Internal-only services typically target three nines. User-facing consumer products target three to four. Payments, telco, ad-bidding target four to five. Air-traffic-control / pacemaker-equivalent target six — but those aren’t normal interview territory.

The math of dependent and parallel components

Two services in series (one calls the other): A_total = A_1 × A_2. Two services in parallel (request succeeds if either works): A_total = 1 - (1-A_1) × (1-A_2). Two 99% services in series ≈ 98%. Two 99% services in parallel ≈ 99.99%. This is why redundancy works and why long dependency chains are dangerous.
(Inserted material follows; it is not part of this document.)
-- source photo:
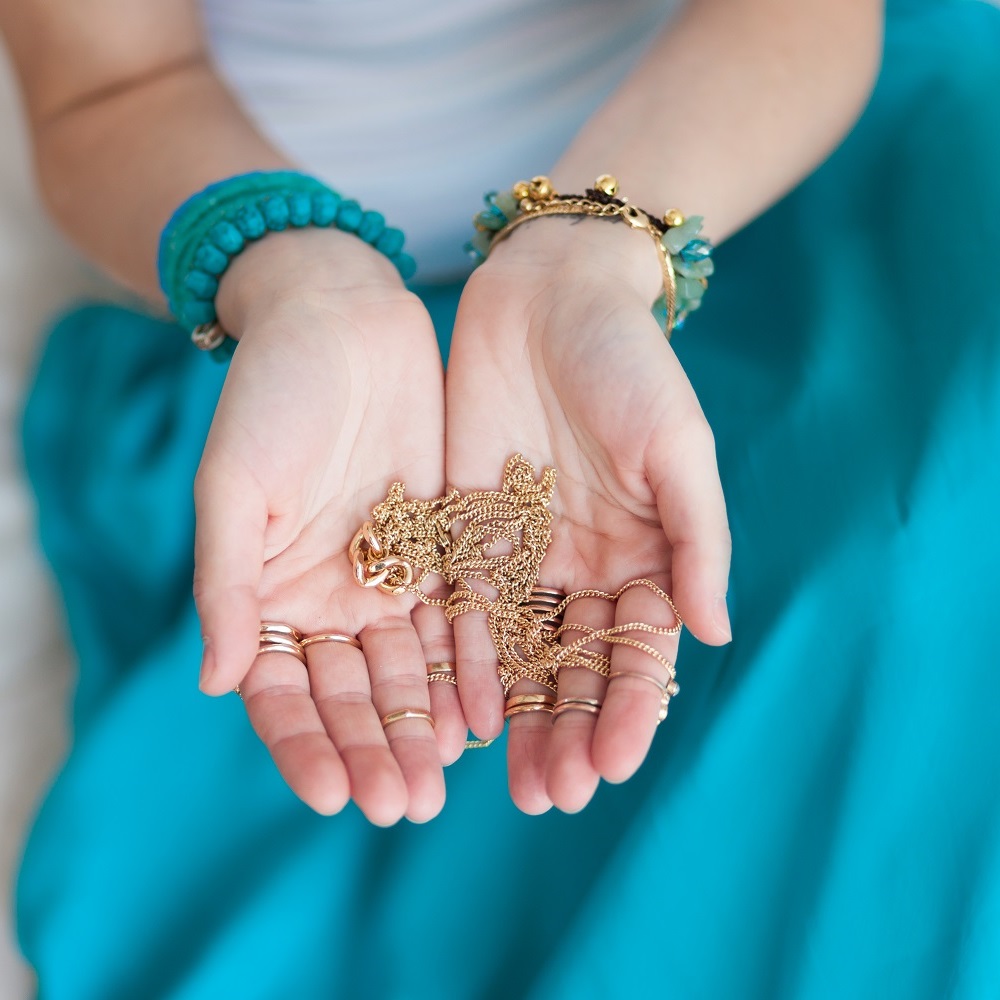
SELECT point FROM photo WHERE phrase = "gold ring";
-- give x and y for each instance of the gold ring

When this is asked in interviews#

In step 1 (NFR clarification), as a target. In step 7 (evaluation), as a critique. The strongest candidates volunteer a target — “let’s aim for 99.95% which is ~4.4 hours of downtime / year” — and tie it to specific design choices later.

Most aggressive at infrastructure / SRE-track interviews (Cloudflare, Fastly, AWS, GCP, Stripe, Coinbase), at on-call-heavy roles, and at any FAANG L5+ loop. Less aggressive at frontend or early-product loops.

Common follow-ups:

  • “Where does the next nine come from in your design?” — should point to the bottleneck dependency or the manual step.
  • “What’s the MTTR of your failover?” — should be a specific number, defended by what monitoring + automation backs it.
  • “If your dependency is 99.9% available, can your service ever exceed 99.9%?” — only if the dependency call can be optionally skipped (cache, graceful degradation, async fallback).
  • “Walk me through a deploy. Does the availability target survive it?” — tests whether the candidate knows zero-downtime deploy patterns or is quietly assuming maintenance windows.